Macrophage CD36 also contributes to the induction of innate immunity to malaria infection . Macrophage CD36 interaction with malaria and malaria products, such as Plasmodium falciparum glycosylphosphatidylinositol (pfGPI), hemozoin and Plasmodium falciparum DNA, known as pathogen-associated molecular patterns (PAMPs), has been found to stimulate macrophage cytokine production via collaboration with TLR family [44–46]. pfGPI is the primary parasite-derived bioactive molecule that activates macrophages and induces the release of inflammatory cytokines such as TNF-α and IL-1 from macrophages and, therefore, contributes to severe malarial pathogenesis and morbidity [11, 47]. pfGPI interacts with macrophage TLR2 by activation of JNK, P38, c-Jun and ERK1/2 in a CD36-dependent manner [30, 48]. Hemozoin, also known as malaria pigment, is insoluble crystal generated from hemoglobin proteolysis by Plasmodium falciparum.
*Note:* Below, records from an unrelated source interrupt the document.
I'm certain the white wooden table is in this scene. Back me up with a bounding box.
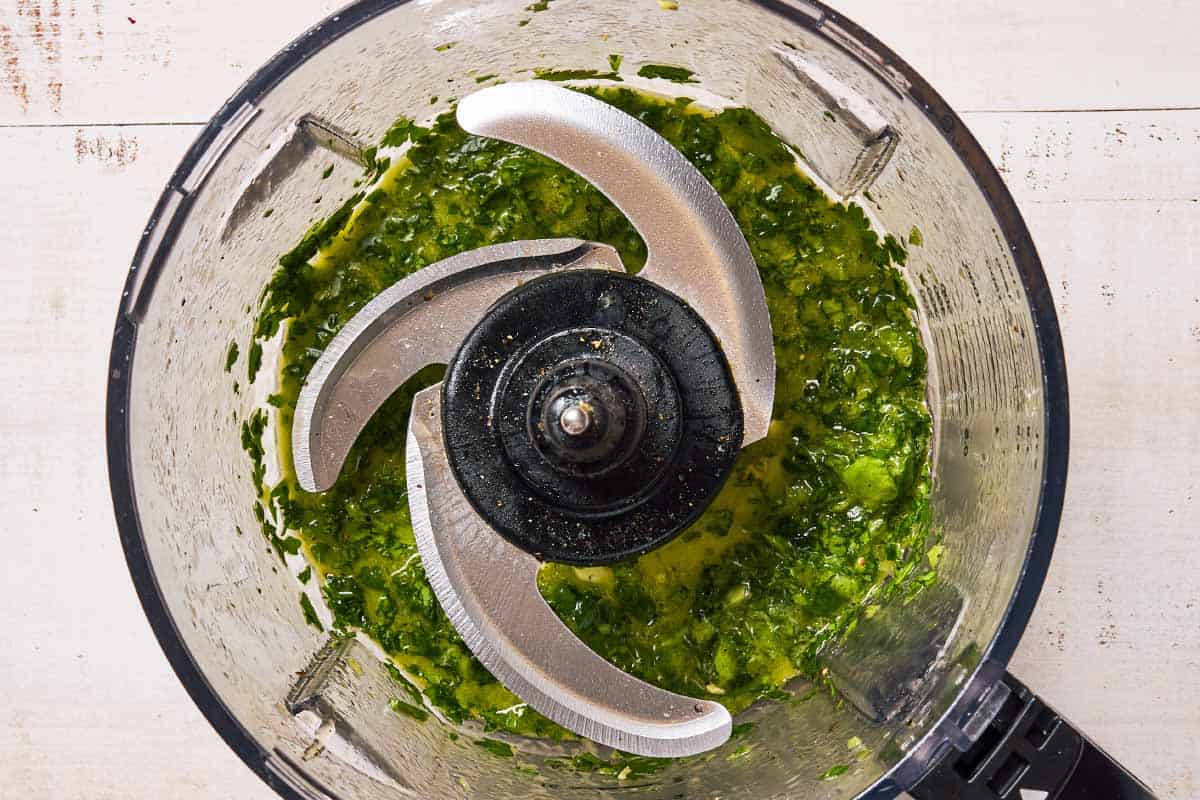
[0,0,1200,800]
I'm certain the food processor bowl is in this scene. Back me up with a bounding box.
[108,0,1104,800]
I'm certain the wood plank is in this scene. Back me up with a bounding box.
[0,0,1200,125]
[967,112,1200,800]
[0,104,1200,800]
[830,0,1200,112]
[0,126,275,800]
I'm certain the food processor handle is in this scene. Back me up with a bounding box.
[908,673,1154,800]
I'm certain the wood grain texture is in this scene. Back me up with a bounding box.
[967,112,1200,800]
[0,0,1200,125]
[0,0,1200,800]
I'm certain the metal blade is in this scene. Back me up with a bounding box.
[457,80,775,445]
[292,239,624,492]
[407,384,732,757]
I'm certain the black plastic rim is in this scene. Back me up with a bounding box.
[106,0,1070,800]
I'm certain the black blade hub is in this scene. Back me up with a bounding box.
[443,270,742,564]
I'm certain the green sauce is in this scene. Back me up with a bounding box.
[244,88,940,738]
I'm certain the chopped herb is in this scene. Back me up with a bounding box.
[246,341,263,383]
[818,764,850,781]
[533,68,620,80]
[253,86,943,738]
[637,64,698,83]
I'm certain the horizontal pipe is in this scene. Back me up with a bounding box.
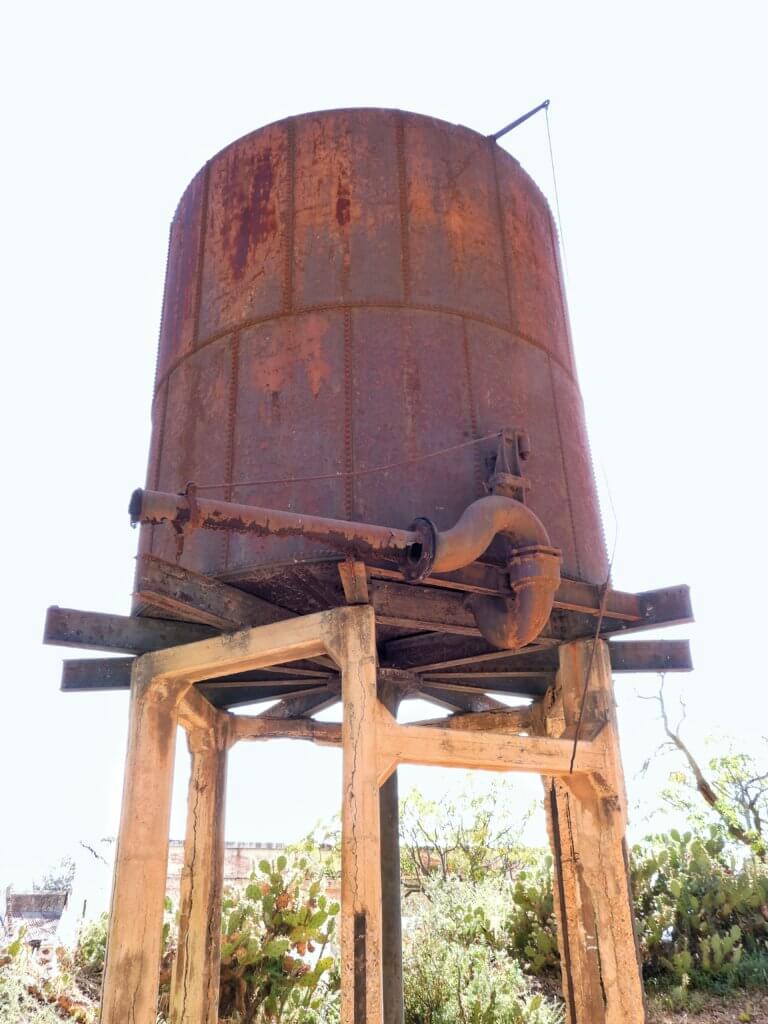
[129,485,560,650]
[129,490,417,561]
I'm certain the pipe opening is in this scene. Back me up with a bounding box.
[408,541,424,565]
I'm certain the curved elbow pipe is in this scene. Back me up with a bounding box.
[432,495,560,650]
[431,495,550,572]
[469,547,560,650]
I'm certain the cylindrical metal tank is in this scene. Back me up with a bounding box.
[140,110,607,583]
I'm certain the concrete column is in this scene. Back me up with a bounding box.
[379,680,403,1024]
[170,727,227,1024]
[101,657,176,1024]
[544,641,646,1024]
[339,605,383,1024]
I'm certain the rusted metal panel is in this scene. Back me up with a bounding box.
[494,146,573,373]
[352,309,478,529]
[198,121,294,335]
[227,310,346,567]
[294,110,403,308]
[140,110,607,593]
[403,115,509,323]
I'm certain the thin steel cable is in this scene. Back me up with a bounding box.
[568,520,618,775]
[198,430,502,490]
[544,105,568,278]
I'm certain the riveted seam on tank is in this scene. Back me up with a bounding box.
[158,299,579,405]
[462,318,483,495]
[547,204,575,377]
[150,378,171,555]
[547,355,582,578]
[153,218,174,397]
[188,161,211,355]
[395,114,411,303]
[283,120,296,313]
[224,331,240,569]
[343,307,354,519]
[488,139,513,328]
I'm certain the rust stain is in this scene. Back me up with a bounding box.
[336,172,352,227]
[221,148,278,279]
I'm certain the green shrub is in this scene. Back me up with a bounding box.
[403,879,561,1024]
[219,856,339,1024]
[632,827,768,989]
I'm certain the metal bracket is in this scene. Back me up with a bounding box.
[487,428,530,505]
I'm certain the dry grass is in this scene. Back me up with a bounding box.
[648,992,768,1024]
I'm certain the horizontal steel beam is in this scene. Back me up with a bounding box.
[43,605,217,654]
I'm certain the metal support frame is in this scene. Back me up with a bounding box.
[96,605,644,1024]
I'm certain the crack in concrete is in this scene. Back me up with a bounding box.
[178,754,206,1024]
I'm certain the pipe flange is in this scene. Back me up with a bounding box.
[402,516,437,583]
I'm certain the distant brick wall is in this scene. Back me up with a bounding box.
[166,839,341,905]
[166,840,286,903]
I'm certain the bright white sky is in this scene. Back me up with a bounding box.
[0,0,768,886]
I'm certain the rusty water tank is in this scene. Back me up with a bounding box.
[140,110,607,583]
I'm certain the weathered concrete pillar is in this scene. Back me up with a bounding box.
[101,655,176,1024]
[544,641,646,1024]
[338,605,383,1024]
[170,725,228,1024]
[379,681,403,1024]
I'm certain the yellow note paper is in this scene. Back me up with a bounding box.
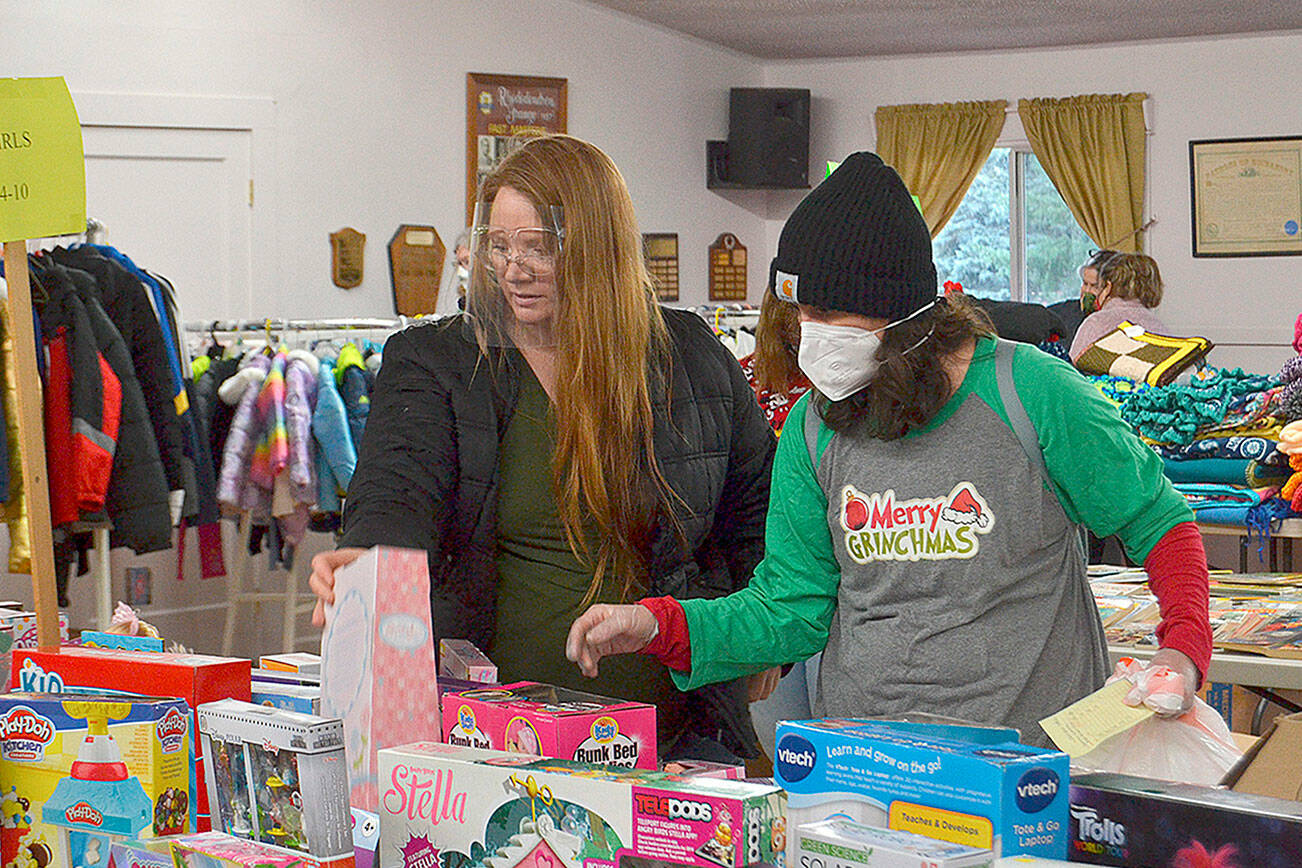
[0,78,86,241]
[1040,681,1152,759]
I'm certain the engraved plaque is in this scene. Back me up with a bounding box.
[710,232,746,302]
[389,224,447,316]
[329,226,366,289]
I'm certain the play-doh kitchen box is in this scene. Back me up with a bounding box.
[443,681,656,769]
[379,742,786,868]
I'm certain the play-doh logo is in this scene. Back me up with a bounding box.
[64,802,104,826]
[572,714,641,769]
[154,708,190,753]
[1016,766,1061,813]
[448,705,492,750]
[18,657,64,694]
[0,705,55,763]
[840,481,995,563]
[773,733,818,783]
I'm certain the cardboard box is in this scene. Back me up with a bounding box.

Natural hemozoin is coated with both proteins and plasmodial DNA and a potent activator of the inflammatory response via triggering TLR9 dependent on MyD88 [49, 50]. However, some studies show that the inflammatory effect of hemozoin is dependent on the cells, duration of incubation time, and the method for hemozoin preparation . A recent study demonstrated that a PAMP, AT-rich DNA in the genome of Plasmodium falciparum, couples to stimulator of interferon genes (STING) and TANK-binding kinase (TBK) to induce interferon regulatory factor 3–7 (IRF3-IRF7) dependent on type I IFN production in a TLR9-independent manner. Mice lacking IRF3, IRF7, the kinase TBK1, or the type I IFN receptor were resistant to lethal cerebral malaria . This study provides evidence of a unique DNA sensing pathway that may contribute to immunopathology in plasmodial infections .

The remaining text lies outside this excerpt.